The main components of our work also do not involve experiments. I can't think of the last time I had a "Control" and a "Test A", "Test B", etc.
So, it's not a theoretical science. It's not an experimental science. It's not science.
Programming is an art form. We take specifications (usually) and create what are basically literary works. We even have copyright, as authors and musicians do.
Sure... we have methodologies, frameworks, skills, algorithms, a vast set of things you've got to know to be any good. That just makes it a technically challenging art. In the end it comes down to creating a literary work.
Let's take a painter as an example, one that we all should be able to agree very much fits in the artist camp.
A painter does not usually have the same requirements that a programmer has. If you told a painter he needed to do a painting of your wife on a bench in a specific Rembrandt style, with her favorite horse in the background and little blue jays on a pine tree branch overhead... you've just created a specification. I can't see the difference between that and a standard app or web site spec.
A good painter will have acquired many specific skills (a sponge for tree leaves, certain types of brush swirls for this or that) that map to our toolkit skills like SQL for data queries, Gimp for icon or splash screen art, debugging, etc, etc.
Many probably even have grand (in their own head) frameworks or methodologies for how a proper painting should be contructed. (Best canvas, paint types and brands, angle and height from the floor, how to mix the paints and possibly additives to add gloss, longevity...)
Some for this sort of contrived grunt work may even have patterned stencils, stamps, etc for common contructs (code generators, anyone?)
They certainly have Design Patterns and Anti-Patterns.
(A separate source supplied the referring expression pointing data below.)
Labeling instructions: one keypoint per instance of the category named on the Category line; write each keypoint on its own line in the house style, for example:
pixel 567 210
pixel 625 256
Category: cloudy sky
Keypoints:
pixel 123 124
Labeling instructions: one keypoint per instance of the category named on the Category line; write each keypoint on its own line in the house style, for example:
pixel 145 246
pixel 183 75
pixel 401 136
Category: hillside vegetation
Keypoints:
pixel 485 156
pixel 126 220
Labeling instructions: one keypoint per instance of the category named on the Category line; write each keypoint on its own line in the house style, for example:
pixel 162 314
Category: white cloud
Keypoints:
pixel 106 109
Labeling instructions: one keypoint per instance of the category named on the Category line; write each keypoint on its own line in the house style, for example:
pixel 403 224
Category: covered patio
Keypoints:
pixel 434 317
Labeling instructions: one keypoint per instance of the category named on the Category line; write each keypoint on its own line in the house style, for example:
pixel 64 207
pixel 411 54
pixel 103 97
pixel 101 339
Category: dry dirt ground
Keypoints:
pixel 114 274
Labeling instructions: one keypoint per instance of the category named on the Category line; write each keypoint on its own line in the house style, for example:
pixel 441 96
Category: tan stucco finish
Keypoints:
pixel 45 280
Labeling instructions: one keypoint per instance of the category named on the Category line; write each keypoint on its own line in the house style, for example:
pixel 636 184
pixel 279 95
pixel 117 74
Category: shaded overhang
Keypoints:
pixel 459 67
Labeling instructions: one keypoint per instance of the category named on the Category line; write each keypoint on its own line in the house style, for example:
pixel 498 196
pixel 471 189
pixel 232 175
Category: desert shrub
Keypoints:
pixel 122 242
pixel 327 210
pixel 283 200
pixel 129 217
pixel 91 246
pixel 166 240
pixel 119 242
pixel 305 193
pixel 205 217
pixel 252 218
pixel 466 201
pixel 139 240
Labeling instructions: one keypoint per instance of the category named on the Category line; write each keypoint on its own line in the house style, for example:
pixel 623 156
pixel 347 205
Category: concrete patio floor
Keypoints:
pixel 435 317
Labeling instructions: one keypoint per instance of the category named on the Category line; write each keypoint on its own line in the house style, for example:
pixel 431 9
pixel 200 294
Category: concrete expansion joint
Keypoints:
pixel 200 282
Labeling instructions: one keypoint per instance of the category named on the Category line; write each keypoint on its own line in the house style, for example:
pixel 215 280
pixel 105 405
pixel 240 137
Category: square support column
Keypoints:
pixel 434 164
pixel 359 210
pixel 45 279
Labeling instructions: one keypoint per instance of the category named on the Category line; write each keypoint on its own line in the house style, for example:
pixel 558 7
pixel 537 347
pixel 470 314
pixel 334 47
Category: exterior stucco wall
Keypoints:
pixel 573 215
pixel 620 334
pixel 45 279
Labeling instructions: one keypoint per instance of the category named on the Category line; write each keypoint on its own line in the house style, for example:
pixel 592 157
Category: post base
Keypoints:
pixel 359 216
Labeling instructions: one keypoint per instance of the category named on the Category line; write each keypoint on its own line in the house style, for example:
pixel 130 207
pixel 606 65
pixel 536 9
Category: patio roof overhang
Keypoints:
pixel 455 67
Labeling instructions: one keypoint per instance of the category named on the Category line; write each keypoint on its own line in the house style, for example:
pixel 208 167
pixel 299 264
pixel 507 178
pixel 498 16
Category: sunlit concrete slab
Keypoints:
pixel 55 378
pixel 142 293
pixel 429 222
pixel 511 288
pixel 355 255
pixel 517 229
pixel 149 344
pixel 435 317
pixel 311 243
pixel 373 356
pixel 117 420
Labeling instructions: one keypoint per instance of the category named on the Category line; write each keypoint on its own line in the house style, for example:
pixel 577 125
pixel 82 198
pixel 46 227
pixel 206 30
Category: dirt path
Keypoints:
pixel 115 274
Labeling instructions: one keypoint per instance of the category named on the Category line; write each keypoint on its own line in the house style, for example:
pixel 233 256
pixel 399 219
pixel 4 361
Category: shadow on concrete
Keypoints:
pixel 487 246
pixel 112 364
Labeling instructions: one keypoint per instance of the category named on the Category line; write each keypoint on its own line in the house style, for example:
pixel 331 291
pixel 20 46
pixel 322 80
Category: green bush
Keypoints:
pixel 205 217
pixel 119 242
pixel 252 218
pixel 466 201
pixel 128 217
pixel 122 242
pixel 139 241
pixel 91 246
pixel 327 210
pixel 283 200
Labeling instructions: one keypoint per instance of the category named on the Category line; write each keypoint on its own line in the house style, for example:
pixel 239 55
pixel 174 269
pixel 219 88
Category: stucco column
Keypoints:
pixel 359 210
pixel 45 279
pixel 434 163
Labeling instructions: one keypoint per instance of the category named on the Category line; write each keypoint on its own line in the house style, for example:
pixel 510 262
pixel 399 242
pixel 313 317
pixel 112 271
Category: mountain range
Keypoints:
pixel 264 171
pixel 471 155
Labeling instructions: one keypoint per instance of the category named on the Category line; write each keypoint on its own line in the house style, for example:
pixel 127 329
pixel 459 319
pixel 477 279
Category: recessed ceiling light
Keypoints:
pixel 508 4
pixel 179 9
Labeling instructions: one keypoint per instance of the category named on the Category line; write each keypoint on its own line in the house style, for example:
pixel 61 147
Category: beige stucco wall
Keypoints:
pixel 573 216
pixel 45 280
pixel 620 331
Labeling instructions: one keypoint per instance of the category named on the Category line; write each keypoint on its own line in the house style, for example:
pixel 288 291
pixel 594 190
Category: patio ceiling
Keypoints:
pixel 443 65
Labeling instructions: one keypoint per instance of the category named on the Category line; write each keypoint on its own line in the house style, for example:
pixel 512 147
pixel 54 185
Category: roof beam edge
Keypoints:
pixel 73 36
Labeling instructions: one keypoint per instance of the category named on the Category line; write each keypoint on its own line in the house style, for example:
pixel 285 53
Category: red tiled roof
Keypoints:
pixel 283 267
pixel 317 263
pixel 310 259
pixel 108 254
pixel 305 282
They're just usually not followed with the self-important posturing BS the way they sometimes are in our field.
Now, there's a lot of O(n), O(log n) stuff we're supposed to be thinking about. It's not much different than a sculptor who needs to know a^2 + b^2 = c^2, or how to construct a geodesic dome, etc etc to make whatever neat things he's trying to make this month.
If you actually expand a computer science theory, or try to understand it, etc... You've just taken a break from programming to work on computer science. It's no longer programming.
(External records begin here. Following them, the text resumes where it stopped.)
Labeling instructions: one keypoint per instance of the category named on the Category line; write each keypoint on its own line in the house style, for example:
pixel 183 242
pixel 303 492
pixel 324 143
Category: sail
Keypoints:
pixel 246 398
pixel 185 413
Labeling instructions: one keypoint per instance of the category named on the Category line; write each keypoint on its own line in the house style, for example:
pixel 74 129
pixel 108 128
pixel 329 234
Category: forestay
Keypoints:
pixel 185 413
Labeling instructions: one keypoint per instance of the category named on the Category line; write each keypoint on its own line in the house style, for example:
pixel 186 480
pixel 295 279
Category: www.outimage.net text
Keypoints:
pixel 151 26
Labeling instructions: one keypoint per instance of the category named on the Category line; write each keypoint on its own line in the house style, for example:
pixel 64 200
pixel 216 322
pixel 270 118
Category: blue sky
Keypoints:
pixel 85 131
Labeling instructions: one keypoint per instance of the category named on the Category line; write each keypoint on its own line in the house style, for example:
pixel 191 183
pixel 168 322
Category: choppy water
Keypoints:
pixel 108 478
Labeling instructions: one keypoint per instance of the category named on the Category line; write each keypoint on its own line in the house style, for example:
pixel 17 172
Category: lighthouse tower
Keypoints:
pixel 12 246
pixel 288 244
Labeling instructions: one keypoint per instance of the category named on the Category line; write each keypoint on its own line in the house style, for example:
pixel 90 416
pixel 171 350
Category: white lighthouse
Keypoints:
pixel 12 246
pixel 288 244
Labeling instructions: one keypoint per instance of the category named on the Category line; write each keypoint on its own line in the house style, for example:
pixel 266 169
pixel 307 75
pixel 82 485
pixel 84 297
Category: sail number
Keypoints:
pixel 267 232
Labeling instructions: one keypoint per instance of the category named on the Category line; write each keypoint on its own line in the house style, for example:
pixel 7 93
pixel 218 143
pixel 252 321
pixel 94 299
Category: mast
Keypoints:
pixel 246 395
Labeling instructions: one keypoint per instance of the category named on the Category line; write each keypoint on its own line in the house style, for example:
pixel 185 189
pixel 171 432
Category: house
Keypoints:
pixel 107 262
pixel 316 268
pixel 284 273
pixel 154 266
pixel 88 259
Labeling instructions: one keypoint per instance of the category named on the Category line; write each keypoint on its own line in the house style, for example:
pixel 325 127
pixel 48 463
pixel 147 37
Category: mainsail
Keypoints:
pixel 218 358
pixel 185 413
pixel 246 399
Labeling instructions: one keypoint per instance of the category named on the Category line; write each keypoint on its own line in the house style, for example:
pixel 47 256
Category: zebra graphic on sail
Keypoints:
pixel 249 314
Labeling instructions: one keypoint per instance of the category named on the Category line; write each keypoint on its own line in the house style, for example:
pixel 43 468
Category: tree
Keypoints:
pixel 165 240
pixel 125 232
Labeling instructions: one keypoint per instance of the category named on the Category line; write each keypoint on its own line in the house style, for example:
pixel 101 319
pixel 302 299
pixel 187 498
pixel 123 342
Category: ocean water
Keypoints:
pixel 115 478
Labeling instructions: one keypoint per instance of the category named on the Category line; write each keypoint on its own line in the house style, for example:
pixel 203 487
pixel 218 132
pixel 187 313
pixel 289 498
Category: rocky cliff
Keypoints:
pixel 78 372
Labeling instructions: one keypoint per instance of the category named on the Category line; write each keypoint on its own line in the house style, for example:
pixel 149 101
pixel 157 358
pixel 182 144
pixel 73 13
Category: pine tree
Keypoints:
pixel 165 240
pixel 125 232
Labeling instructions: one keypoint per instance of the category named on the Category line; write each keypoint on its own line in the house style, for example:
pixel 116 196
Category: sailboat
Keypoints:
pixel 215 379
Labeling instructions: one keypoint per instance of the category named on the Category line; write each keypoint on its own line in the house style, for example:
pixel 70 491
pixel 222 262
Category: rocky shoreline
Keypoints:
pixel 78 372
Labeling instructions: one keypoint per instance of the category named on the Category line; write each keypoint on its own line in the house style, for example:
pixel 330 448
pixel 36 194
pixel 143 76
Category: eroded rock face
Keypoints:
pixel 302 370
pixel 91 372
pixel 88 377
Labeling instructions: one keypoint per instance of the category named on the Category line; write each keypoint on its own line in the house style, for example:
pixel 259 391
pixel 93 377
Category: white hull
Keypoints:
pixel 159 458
You can think that "any programmer who considers himself an artist is a disaster waiting to happen" if you want, and hide behind the intense technical mass of stuff you're supposed to know and apply... calling it all science.
It's not. At best, you're applying bits of a science. Most days, you're probably not even doing that.
I can see why you would say this... there are quite frightening "programmers" out there. I empathize. Believe me... I really do.
At the low end, a "code monkey" is not much different than a painter who's told EXACTLY how to do EVERYTHING. An authorized stamp for trees. One True Vendor he should get all supplies from. How to sit properly on the stool. In the morning, he should paint landscapes. Afternoons are for portraits. He's a "paint monkey", but still an artist. A very sad, pathetic excuse for an artist... but an artist just the same.